Com alguma atenção é possível cismar que o mais assustador sobre a morte seja a reação daqueles que ficam. Uma pessoa passa a vida inteira quase esquecida, rodeada por um círculo exíguo de amigos, um artista é pouco reconhecido, tem lá os seus bocados de fãs fiéis, ou ainda, uma pessoa é isolada, solitária e criticada na maior parte do seu tempo vivido. Poderia descrever aqui “N” situações de pessoas que, enquanto em vida, não receberam o mesmo suporte ou a mesma atenção que despertaram no momento da morte.
De que vale uma homenagem, a atenção ou o afeto para um morto afinal? Independentemente de existir alma ou qualquer outra coisa, creio que uma vez que o corpo vai, vai com ele todo o valor do que quer que fosse que fizesse sentido “por aqui”. Deixar ir… não é que homenagens não sejam belas, necessárias ao luto nosso, mas são necessárias ao luto nosso, é um consolo para quem fica e de nada vale para quem partiu, e mesmo que valha (vai da crença de cada um), por que não valorizar as pessoas enquanto elas estão entre nós?
A morte é quase sempre tratada como um grande espetáculo, com direito a performances acrobáticas da hipocrisia. É o momento em que todos se abraçam em memória do morto, de que todos os erros e defeitos do defunto são apagados. A absolvição, o reconhecimento e o amor, talvez tão desejados pelo falecido quando vivo, se convertem em rosas para adornar um caixão. Qual é o problema com as pessoas que decidem valorizar alguém justamente quando não há nada que possa ser feito por ele?
Dizem que a morte é a única coisa sobre a qual não há nada que possa ser feito. E talvez, justamente por isso seja tão fácil amar um morto. Não é necessário se responsabilizar pelo que sente por ele, não há cobranças, não haverá ações que coloquem em dúvida a sua devoção, não haverá decepções, não haverá discussões nem contratempos: a morte por si só dá conta de tudo, agora a culpa é toda da morte e por isso todos podem ficar em paz entre si. Rituais a parte, a morte nos convida a uma reflexão maior do que levar a “culpa” pelo que não foi ou automatizar um ato de beatificação do que se foi. Seja lá o que for: foi. Ela nos convida a uma reflexão sobre a vida, essa que é dura!
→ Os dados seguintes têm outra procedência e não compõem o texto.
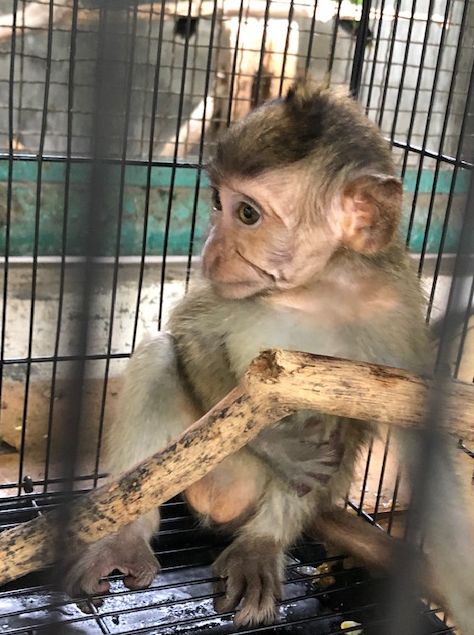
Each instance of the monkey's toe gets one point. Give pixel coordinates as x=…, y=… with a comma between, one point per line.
x=251, y=582
x=86, y=572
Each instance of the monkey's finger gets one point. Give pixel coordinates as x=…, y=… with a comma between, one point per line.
x=142, y=577
x=234, y=588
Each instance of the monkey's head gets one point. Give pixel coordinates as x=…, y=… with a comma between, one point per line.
x=294, y=182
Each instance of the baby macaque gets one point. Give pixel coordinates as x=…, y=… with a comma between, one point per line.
x=302, y=254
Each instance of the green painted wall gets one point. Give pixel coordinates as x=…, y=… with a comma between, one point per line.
x=53, y=199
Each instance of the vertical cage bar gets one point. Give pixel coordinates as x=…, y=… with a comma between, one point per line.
x=9, y=198
x=39, y=186
x=359, y=52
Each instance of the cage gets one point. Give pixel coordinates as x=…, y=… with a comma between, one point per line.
x=108, y=112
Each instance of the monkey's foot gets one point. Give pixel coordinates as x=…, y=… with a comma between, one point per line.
x=251, y=580
x=126, y=551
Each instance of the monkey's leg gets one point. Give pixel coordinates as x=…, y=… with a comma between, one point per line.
x=251, y=568
x=154, y=407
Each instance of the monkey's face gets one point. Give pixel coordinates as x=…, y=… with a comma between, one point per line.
x=259, y=240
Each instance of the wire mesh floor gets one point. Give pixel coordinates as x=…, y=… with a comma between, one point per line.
x=180, y=599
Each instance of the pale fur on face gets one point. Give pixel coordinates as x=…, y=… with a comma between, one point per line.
x=283, y=250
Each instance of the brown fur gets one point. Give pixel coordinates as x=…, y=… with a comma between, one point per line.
x=318, y=268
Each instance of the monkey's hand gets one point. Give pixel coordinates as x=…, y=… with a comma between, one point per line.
x=126, y=551
x=251, y=572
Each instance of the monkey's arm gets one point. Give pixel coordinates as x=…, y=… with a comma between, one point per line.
x=154, y=408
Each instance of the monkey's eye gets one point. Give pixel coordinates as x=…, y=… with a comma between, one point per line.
x=216, y=200
x=247, y=214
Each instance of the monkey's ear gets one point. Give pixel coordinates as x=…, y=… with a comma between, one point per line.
x=371, y=210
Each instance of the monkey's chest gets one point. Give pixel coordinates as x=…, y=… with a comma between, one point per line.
x=305, y=450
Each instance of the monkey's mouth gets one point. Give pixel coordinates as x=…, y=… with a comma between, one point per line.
x=238, y=290
x=244, y=285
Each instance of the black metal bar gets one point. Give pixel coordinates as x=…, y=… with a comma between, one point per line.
x=9, y=198
x=443, y=133
x=359, y=52
x=123, y=164
x=179, y=118
x=151, y=144
x=44, y=123
x=197, y=186
x=67, y=183
x=427, y=126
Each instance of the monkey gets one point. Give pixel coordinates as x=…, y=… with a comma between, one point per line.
x=302, y=253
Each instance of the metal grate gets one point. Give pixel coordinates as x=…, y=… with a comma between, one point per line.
x=180, y=599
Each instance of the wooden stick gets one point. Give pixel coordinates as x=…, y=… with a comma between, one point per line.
x=358, y=390
x=276, y=384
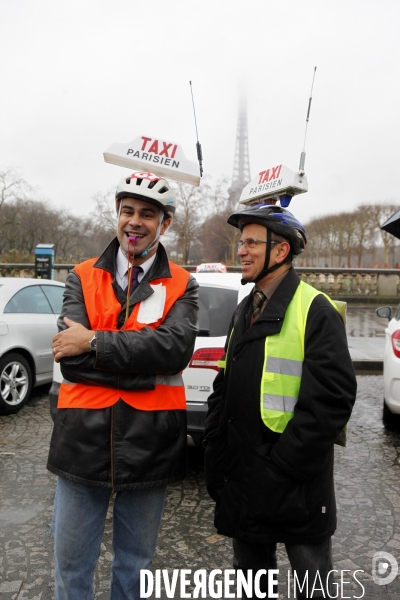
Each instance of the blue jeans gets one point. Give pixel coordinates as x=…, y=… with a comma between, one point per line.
x=77, y=526
x=305, y=560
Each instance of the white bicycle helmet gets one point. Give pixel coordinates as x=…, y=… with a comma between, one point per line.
x=149, y=188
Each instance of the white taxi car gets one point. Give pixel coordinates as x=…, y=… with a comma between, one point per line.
x=391, y=368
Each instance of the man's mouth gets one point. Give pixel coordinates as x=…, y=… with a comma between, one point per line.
x=134, y=234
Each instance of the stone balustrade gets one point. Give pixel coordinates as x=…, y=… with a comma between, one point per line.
x=336, y=282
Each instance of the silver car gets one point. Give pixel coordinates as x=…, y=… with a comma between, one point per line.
x=28, y=321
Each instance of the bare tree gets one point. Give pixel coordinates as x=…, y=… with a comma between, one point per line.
x=12, y=187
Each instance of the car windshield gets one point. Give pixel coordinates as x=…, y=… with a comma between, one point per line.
x=216, y=306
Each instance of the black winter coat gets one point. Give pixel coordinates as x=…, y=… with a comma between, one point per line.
x=272, y=487
x=123, y=447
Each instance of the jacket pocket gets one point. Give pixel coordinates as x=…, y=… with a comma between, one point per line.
x=214, y=454
x=274, y=496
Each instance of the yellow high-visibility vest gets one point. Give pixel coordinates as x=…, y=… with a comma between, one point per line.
x=283, y=360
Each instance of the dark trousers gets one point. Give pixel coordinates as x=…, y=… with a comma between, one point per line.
x=310, y=563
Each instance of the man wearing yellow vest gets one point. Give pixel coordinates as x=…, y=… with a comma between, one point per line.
x=284, y=392
x=127, y=330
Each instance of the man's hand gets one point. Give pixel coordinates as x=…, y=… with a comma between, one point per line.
x=72, y=341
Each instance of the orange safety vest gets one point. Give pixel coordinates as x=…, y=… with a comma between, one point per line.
x=103, y=309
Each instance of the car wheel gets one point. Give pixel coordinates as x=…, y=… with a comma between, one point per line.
x=15, y=383
x=391, y=421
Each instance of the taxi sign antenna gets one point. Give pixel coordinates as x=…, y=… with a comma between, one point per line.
x=198, y=145
x=303, y=154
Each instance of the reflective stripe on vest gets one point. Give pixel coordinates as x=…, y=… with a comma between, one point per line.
x=283, y=361
x=168, y=394
x=103, y=309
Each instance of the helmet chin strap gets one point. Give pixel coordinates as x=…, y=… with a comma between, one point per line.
x=265, y=270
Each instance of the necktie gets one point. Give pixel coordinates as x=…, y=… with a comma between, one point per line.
x=134, y=279
x=258, y=300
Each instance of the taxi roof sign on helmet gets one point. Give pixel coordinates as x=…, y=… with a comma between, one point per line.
x=150, y=188
x=274, y=183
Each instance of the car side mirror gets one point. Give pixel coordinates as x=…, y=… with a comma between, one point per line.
x=384, y=312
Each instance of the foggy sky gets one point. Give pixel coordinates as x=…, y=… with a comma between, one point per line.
x=78, y=76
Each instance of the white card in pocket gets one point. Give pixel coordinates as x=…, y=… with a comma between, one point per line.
x=152, y=309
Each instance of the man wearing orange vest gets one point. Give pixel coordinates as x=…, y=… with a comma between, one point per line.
x=127, y=330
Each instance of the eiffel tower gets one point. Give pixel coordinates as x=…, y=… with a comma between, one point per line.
x=241, y=166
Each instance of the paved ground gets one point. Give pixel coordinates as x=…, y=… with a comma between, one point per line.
x=367, y=484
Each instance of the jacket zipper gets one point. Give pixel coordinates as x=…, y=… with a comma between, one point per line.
x=112, y=448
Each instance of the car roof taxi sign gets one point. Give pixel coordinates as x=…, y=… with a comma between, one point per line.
x=272, y=184
x=159, y=156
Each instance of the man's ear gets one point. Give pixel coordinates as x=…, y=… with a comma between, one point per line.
x=165, y=224
x=283, y=251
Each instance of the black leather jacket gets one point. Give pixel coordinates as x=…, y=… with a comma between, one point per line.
x=122, y=447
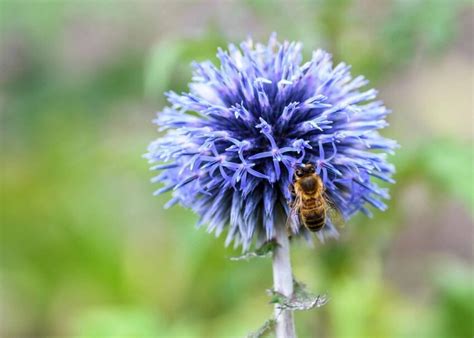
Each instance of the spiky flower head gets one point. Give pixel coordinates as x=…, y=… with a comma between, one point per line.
x=232, y=142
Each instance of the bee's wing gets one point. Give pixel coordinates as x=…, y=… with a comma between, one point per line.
x=333, y=212
x=293, y=222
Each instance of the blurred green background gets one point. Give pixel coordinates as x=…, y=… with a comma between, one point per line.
x=87, y=251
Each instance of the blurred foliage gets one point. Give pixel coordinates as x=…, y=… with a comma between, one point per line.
x=87, y=251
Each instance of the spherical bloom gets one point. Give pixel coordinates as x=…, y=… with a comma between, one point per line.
x=232, y=142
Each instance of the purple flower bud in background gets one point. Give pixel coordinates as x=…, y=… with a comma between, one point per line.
x=232, y=142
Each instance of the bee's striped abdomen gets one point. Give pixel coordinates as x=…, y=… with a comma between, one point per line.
x=313, y=214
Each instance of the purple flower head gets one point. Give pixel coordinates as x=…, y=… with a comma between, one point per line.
x=232, y=142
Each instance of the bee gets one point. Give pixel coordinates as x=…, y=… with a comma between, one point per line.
x=310, y=202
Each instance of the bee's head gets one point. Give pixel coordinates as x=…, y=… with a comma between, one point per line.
x=304, y=170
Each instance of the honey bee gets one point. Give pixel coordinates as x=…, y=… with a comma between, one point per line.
x=310, y=203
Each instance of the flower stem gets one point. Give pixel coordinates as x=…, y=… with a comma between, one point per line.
x=283, y=283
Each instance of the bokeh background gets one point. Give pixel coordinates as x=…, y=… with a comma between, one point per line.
x=87, y=251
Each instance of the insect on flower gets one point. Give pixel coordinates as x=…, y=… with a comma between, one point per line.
x=310, y=206
x=232, y=142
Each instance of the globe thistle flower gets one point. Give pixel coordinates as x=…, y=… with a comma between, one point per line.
x=232, y=142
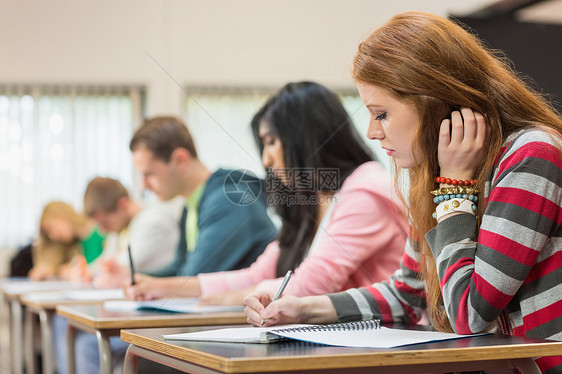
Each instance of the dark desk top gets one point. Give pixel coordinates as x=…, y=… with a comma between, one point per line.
x=97, y=317
x=237, y=358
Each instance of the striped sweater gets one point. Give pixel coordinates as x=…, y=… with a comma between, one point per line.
x=512, y=262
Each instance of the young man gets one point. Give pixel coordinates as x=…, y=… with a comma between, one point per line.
x=222, y=233
x=227, y=225
x=152, y=231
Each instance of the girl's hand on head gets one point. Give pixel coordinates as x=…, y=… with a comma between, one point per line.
x=262, y=311
x=462, y=144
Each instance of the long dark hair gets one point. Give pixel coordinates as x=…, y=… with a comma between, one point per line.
x=315, y=132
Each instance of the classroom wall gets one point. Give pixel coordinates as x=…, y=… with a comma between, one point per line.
x=162, y=44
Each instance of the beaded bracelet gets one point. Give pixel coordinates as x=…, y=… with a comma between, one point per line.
x=440, y=198
x=454, y=205
x=455, y=182
x=455, y=190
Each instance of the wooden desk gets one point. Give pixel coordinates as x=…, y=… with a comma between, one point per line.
x=44, y=306
x=12, y=292
x=478, y=353
x=104, y=324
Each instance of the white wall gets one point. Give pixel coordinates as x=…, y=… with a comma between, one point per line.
x=194, y=42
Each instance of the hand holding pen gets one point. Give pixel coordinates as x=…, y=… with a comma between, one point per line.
x=280, y=290
x=131, y=265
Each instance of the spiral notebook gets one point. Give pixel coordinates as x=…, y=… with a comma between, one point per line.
x=360, y=334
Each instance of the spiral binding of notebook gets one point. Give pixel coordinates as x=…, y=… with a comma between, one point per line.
x=345, y=326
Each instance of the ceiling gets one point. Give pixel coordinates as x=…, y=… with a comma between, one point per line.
x=537, y=11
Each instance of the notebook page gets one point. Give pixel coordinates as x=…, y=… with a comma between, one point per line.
x=382, y=337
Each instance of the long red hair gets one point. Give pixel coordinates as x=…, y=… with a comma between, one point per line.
x=435, y=65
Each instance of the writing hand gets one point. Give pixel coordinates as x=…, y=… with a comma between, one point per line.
x=145, y=288
x=260, y=307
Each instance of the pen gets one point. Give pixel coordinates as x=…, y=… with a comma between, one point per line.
x=280, y=290
x=131, y=265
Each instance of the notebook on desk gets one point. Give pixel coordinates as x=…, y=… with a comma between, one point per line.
x=173, y=305
x=360, y=334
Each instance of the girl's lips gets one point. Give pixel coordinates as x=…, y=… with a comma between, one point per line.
x=389, y=152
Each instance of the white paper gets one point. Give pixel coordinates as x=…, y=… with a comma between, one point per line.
x=78, y=295
x=369, y=338
x=232, y=335
x=382, y=337
x=178, y=305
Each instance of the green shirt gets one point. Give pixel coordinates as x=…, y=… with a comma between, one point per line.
x=191, y=226
x=92, y=245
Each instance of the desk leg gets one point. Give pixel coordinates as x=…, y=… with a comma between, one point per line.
x=46, y=322
x=134, y=352
x=105, y=353
x=131, y=363
x=29, y=342
x=526, y=366
x=70, y=359
x=16, y=343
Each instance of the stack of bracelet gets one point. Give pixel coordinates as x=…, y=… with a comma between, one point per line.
x=461, y=197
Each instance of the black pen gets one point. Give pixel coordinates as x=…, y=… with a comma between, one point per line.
x=280, y=290
x=131, y=265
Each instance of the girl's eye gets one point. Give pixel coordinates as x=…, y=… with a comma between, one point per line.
x=380, y=117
A morte nos pede coragem em assumir a vida – em assumir amor sem expectativas de que ele será recebido de uma forma passiva e idealizada, em assumir devoção mesmo diante dos defeitos, em assumir relações mesmo com contratempos, em estar presente ou de ausentar-se mesmo, sem culpa, tão sem culpa que não irá também buscar redenção através de votos lamuriosos embalados em um funeral. A morte nos pede coragem para viver sem saber o que será amanhã, e ainda assim, viver com gosto, apreciando cada momento e, como parte do “pacote”, as pessoas que escolhemos como elementos desse viver.
A vida importa. É enquanto ela corre que é possível fazer alguma coisa. Por que não homenagear pessoas vivas, enquanto elas podem usufruir de toda a afeição e reconhecimento? Por que não abraçar pessoas vivas, declarar os sentimentos, chorar à vista para rir a prazo, celebrar o ar que entra e sai dos pulmões? Por que não se responsabilizar pela sua atitude diante do que é em vez de lamentar o que jamais voltará a ser?
Não se trata de abandonar a memória e os afetos pelos que se foram, mas em ter nestas memórias a lembrança dos mesmos afetos doados em vida. Fazer na despedida a última homenagem e não a primeira, diante da derradeira partida.